To experimentally distinguish between the paradigms, we therefore quantified the energy loss via the metabolic rate P, food energy influx J and the energy content E as a function of organismal cell number (N). In order to obtain values for P/N (metabolic rate/cell), we converted our measurements of P as a function of dry mass (Figure 1—figure supplement 1B) using the scaling laws for N and dry mass with plan area (Figure 2B and Figure 3—figure supplement 2A). As shown in Figure 3D, the P/N estimates are of the order of 1 pW, similar to the average metabolic rate of a human cell (Bianconi et al., 2013; Purves and Sadava, 2004). Further, P/N is essentially independent of organismal cell number and animal size (scale exponent 0.05 ± 0.02), which rules out paradigm 2 (Figure 3B) as possible control principle. The size independence of P/N is further intriguing, as it implies that the size dependence of P/M as foundational basis of Kleiber’s law originates from size dependencies of M/N (mass per cell; see below).
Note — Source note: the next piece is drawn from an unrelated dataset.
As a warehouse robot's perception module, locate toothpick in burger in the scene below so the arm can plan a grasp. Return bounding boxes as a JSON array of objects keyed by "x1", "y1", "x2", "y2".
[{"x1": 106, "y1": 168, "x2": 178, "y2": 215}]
To estimate the energy influx J, we developed an assay based on the homogenous dispersion of a known amount of small fluorescent beads in a known volume of planarian sustenance food (liver paste). Lysis of pre-sized animals immediately after feeding and quantification of bead numbers in the lysate thus provided a measure of the ingested food volume as a function of size (Figure 3—figure supplement 2B–D). Although individual measurements varied significantly (likely reflecting inter-animal differences under our ad libitum feeding conditions), the energy influx per cell, J/N, did not display a clear size dependence (exponent of 0.00 ± 0.03) (Figure 3E). Therefore, the volume of ingested food and thus energy influx remains proportional to organismal cell number across the entire size range, which argues against both paradigms 1 and 2 (Figure 3B).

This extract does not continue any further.